Indigo and Shade, April Genevieve Tucholke: um ligeiro retelling de A Bela e o Monstro, pelo ponto de vista do Gaston. O que é hilariante de ler, porque ele é tão cheio de si, tão convencido e tão bom caçador e bom a tudo, que até dá vontade de lhe bater. Mas é realista - é um protótipo do Gaston que estamos a ler. Na cidade dos EUA de influência francesa onde vive, no meio das montanhas, uma Besta começa a atacar e corpos aparecem pela floresta. O "Gaston" quer saber o que se passa, mas pelo meio deixa-se cativar por uma moça, Indigo Beau (eh, "Beau"), leitora inveterada, bonita, e que gosta de passar horas na floresta. Termina depressa, e a reviravolta foi um bocadinho óbvia, porque já li demasiadas coisas que seguem esta linha de pensamento.

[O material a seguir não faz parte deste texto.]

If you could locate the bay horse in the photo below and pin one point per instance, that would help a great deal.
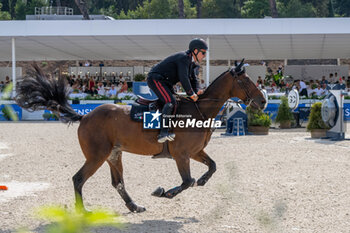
(108, 130)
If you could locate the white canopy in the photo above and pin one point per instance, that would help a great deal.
(299, 38)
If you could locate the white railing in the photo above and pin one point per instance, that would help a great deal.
(49, 10)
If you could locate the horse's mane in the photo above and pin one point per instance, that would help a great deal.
(205, 94)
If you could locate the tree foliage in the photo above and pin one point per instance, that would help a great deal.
(161, 9)
(4, 15)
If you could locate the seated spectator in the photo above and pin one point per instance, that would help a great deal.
(202, 85)
(124, 87)
(76, 87)
(259, 81)
(325, 89)
(282, 84)
(331, 79)
(93, 91)
(91, 83)
(7, 80)
(323, 81)
(342, 86)
(302, 88)
(318, 91)
(101, 89)
(112, 92)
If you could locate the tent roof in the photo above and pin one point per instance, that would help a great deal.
(297, 38)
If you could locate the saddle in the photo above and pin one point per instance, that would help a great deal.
(142, 105)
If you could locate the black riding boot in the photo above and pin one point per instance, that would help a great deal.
(164, 132)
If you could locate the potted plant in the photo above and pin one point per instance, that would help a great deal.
(46, 116)
(258, 122)
(284, 115)
(316, 125)
(139, 77)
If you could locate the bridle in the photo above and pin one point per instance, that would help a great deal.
(235, 75)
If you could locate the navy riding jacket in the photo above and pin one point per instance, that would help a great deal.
(176, 68)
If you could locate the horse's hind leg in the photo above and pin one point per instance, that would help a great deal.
(204, 158)
(183, 165)
(115, 163)
(79, 179)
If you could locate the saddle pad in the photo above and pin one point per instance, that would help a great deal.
(136, 113)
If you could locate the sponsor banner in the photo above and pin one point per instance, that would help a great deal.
(84, 109)
(272, 109)
(155, 120)
(15, 108)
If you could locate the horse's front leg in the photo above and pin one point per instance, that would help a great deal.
(183, 165)
(204, 158)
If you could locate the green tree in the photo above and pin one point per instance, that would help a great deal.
(35, 3)
(296, 9)
(4, 15)
(256, 9)
(220, 9)
(159, 9)
(20, 10)
(273, 9)
(342, 7)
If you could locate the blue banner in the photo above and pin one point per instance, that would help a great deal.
(272, 109)
(84, 109)
(16, 109)
(142, 89)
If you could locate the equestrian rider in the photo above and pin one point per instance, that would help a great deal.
(175, 68)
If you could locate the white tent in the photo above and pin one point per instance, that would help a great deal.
(299, 38)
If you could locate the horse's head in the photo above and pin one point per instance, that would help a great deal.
(245, 89)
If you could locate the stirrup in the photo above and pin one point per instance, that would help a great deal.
(166, 137)
(171, 136)
(162, 138)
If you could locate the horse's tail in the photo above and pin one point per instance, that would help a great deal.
(38, 92)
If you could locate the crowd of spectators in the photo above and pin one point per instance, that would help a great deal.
(98, 86)
(307, 88)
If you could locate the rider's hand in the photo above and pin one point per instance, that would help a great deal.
(194, 97)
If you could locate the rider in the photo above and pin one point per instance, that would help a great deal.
(175, 68)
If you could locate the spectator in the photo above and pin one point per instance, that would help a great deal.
(331, 79)
(93, 91)
(259, 81)
(124, 87)
(302, 88)
(7, 80)
(336, 78)
(323, 81)
(318, 91)
(112, 92)
(325, 90)
(91, 83)
(101, 89)
(341, 84)
(202, 85)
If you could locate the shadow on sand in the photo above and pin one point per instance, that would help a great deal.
(145, 226)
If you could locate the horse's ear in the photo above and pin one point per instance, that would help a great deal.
(239, 67)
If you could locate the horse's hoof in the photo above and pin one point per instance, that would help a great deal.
(82, 210)
(135, 208)
(201, 182)
(159, 192)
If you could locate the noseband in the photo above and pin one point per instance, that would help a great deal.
(235, 76)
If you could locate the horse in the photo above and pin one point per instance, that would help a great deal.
(108, 130)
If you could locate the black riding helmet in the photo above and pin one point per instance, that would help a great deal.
(197, 43)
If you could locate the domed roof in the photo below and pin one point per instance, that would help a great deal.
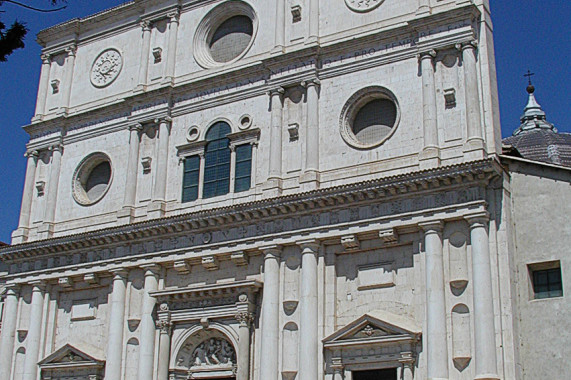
(538, 140)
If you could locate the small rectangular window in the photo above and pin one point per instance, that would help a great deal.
(546, 280)
(243, 167)
(190, 179)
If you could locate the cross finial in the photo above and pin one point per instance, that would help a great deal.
(529, 75)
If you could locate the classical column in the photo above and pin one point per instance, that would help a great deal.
(165, 327)
(436, 338)
(129, 201)
(28, 194)
(43, 87)
(430, 155)
(276, 96)
(147, 347)
(144, 61)
(280, 27)
(34, 332)
(8, 332)
(113, 363)
(484, 330)
(313, 21)
(159, 196)
(475, 139)
(312, 136)
(245, 320)
(51, 204)
(308, 326)
(270, 314)
(171, 53)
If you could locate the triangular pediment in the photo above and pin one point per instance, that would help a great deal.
(69, 355)
(376, 326)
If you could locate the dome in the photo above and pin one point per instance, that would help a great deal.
(538, 140)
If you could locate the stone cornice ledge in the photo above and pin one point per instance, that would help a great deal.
(338, 196)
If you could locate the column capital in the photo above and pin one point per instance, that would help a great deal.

Contribuição de Whitney Atkinson: um bom ensaio, muito interessante, que decompõe um personagem como o Gaston, que é um menino bonito e brilhante e espera que o mundo se deite a seus pés.
Sera, Nicola Yoon: muito arrepiante. Começamos no dia presente, em que uma jovem parece estar no centro de uma explosão de violência, sem aparentemente a causar, bastando a sua presença. Depois percorremos o seu passado pelos olhos da sua mãe, que a tenta amar... mas Sera sempre foi diferente, sempre houve algo de errado com ela que a mãe não queria admitir. Ao crescer tem atitudes arrepiantes, nada infantis, e está sempre no centro de morte e desastre. É impressionante pelo conceito de um bebé nascer mau, no sentido em que a sua própria natureza influencia os demais à sua volta. Gostei.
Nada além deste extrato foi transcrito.